Beta1-Adrenergic receptor antagonism abrogates cardioprotective effects of intermittent hypoxia.

Basic Res Cardiol

Department of Integrative Physiology, University of North Texas Health Science Center, 3500 Camp Bowie Boulevard, Fort Worth, TX 76107-2699, USA.

Published: September 2006

Adaptation to hypoxia lessens myocardial ischemic injury. This study tested whether hypoxia-induced beta-adrenergic activity mobilizes mechanisms that protect myocardium during subsequent ischemia and reperfusion. Dogs were intermittent hypoxia conditioned (IHC) by a 20 days program of 5-8 daily, 5-10 min cycles of normobaric hypoxia (FIO2 = 9.5-10%), or sham conditioned with normoxic air, and metoprolol (beta1-adrenoceptor antagonist) was administered throughout the IHC program.

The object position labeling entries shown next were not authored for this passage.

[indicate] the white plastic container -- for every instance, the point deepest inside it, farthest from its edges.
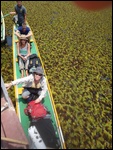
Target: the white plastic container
(35, 140)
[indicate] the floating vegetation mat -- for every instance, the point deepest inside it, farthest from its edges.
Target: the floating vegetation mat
(76, 49)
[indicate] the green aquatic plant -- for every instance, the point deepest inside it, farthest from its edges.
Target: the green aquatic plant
(76, 50)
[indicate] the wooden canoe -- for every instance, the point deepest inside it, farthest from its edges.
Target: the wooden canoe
(48, 100)
(2, 28)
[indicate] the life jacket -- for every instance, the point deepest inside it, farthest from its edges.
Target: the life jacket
(35, 110)
(34, 62)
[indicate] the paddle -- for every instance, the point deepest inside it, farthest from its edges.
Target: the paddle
(5, 16)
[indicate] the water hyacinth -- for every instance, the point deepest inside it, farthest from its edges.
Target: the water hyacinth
(76, 49)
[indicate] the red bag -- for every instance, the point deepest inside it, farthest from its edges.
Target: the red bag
(35, 110)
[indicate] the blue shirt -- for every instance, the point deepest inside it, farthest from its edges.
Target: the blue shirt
(23, 32)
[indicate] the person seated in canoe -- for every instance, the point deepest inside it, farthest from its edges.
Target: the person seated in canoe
(35, 85)
(23, 48)
(24, 30)
(20, 13)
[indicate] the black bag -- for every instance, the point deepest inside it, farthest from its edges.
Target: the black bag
(34, 62)
(47, 132)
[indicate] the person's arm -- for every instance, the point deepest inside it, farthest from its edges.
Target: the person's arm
(12, 13)
(25, 18)
(18, 50)
(43, 92)
(29, 34)
(25, 12)
(19, 81)
(28, 47)
(17, 33)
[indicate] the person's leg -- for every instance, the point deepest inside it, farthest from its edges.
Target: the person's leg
(26, 67)
(21, 66)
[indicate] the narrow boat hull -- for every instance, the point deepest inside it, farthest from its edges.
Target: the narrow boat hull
(48, 100)
(2, 28)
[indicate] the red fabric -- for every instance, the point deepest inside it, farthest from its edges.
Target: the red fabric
(35, 110)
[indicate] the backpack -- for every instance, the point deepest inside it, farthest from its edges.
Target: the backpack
(35, 110)
(47, 132)
(34, 62)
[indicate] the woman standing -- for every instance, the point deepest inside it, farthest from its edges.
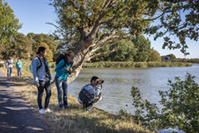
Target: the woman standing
(63, 69)
(42, 77)
(19, 66)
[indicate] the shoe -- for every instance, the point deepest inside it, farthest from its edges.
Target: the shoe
(61, 108)
(88, 108)
(48, 110)
(42, 111)
(66, 107)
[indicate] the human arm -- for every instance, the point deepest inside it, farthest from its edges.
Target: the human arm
(35, 75)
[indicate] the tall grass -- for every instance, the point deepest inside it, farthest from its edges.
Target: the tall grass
(74, 119)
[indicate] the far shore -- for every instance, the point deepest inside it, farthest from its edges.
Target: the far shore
(74, 119)
(135, 64)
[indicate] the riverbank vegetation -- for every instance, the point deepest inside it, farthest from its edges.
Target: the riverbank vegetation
(135, 64)
(74, 119)
(179, 107)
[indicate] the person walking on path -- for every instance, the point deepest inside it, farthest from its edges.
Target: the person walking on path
(63, 69)
(42, 77)
(16, 115)
(19, 66)
(9, 66)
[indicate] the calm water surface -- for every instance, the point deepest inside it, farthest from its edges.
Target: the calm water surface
(118, 82)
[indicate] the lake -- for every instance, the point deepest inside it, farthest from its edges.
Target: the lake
(118, 82)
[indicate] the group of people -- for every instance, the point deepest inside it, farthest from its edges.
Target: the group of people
(89, 94)
(10, 64)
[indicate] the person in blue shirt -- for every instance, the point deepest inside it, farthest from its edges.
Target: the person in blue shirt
(63, 69)
(42, 77)
(19, 66)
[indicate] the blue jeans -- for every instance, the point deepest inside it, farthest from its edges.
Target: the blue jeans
(19, 71)
(44, 84)
(61, 85)
(9, 71)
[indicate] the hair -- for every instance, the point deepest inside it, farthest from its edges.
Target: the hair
(94, 78)
(68, 53)
(41, 49)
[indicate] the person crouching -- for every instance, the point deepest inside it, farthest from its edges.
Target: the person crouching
(91, 93)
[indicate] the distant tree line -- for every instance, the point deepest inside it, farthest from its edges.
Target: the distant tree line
(25, 47)
(137, 50)
(194, 60)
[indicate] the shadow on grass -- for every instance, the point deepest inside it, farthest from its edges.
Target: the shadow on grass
(75, 119)
(27, 80)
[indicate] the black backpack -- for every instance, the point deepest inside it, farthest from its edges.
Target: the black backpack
(59, 58)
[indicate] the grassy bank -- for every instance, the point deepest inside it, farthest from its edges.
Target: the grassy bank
(74, 119)
(135, 64)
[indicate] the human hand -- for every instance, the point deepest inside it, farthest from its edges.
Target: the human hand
(38, 85)
(67, 69)
(71, 69)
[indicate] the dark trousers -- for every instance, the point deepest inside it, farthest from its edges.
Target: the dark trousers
(61, 86)
(19, 71)
(44, 84)
(9, 71)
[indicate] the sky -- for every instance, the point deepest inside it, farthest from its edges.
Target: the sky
(34, 14)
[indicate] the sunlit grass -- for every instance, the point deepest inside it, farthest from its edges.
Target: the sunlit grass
(131, 64)
(74, 119)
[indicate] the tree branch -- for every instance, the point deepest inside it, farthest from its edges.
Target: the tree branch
(175, 1)
(104, 53)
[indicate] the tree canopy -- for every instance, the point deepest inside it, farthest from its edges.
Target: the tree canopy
(9, 24)
(87, 26)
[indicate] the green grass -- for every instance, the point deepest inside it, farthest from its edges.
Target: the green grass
(135, 64)
(75, 119)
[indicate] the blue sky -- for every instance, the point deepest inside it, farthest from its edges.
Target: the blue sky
(34, 14)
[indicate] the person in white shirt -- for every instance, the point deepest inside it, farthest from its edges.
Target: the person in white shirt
(91, 93)
(9, 66)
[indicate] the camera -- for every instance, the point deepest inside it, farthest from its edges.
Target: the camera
(102, 81)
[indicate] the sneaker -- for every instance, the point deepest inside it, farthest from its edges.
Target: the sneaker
(66, 107)
(88, 108)
(61, 108)
(48, 110)
(42, 111)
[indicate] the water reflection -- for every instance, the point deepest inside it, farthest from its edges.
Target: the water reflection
(118, 83)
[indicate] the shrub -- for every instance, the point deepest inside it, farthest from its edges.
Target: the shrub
(180, 107)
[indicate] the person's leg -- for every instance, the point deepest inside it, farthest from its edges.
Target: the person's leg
(64, 87)
(58, 83)
(10, 71)
(20, 71)
(17, 71)
(40, 93)
(48, 92)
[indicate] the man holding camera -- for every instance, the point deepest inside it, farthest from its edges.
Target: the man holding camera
(91, 93)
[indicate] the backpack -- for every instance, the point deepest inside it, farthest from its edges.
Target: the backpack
(59, 58)
(31, 66)
(86, 97)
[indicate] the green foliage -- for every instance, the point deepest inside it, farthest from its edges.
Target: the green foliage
(179, 19)
(180, 107)
(21, 47)
(49, 55)
(9, 25)
(154, 56)
(50, 40)
(142, 46)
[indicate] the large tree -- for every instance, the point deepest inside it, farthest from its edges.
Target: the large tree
(87, 25)
(20, 47)
(9, 24)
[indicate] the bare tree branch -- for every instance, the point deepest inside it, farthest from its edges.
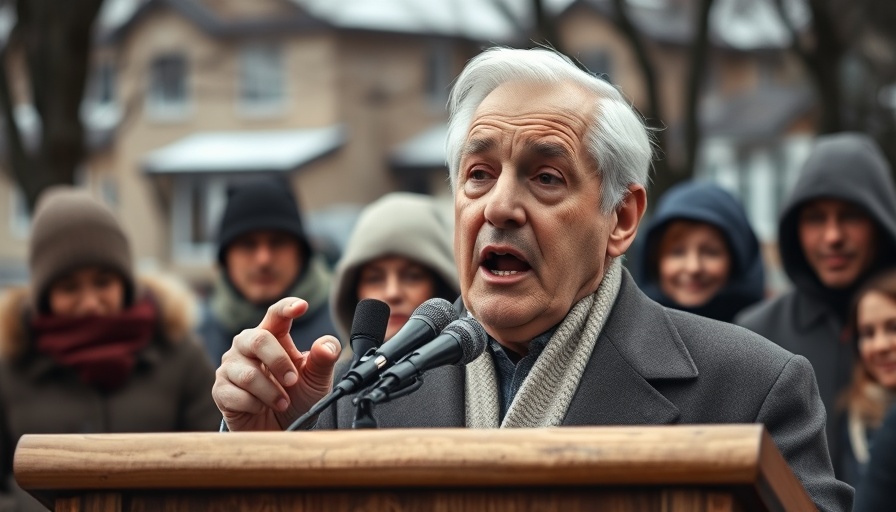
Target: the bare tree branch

Twenty-four hours after the last IHC session, the left anterior descending coronary artery (LAD) was occluded for 60 min, and then reperfused for 5 h. Area at risk (AAR) and infarct size (IS) were measured. IHC lowered IS/AAR from 38+/-6% in sham-conditioned dogs to 1.1+/-0.3%, and eliminated ventricular tachycardia (VT) and fibrillation (VF) that occurred in 14 of 17 non-conditioned dogs. Metoprolol blunted IHC-evoked cardioprotection (IS/AAR=27+/-3%), and VT and/or VF occurred in 5 of 6 dogs. Metoprolol did not exacerbate ischemic injury in sham-conditioned dogs (IS/AAR=38+/-2%). Neither IHC nor metoprolol affected hematocrit or LAD collateral blood flow. A single IHC session failed to protect ischemic myocardium (IS/AAR = 36+/-8%), and protection was incomplete after 10 days of IHC (IS/AAR = 13+/-5%), suggesting that de novo protein synthesis was required for protection. Thus, episodic beta1-adrenergic activation during IHC evokes progressive development of powerful resistance to myocardial ischemia.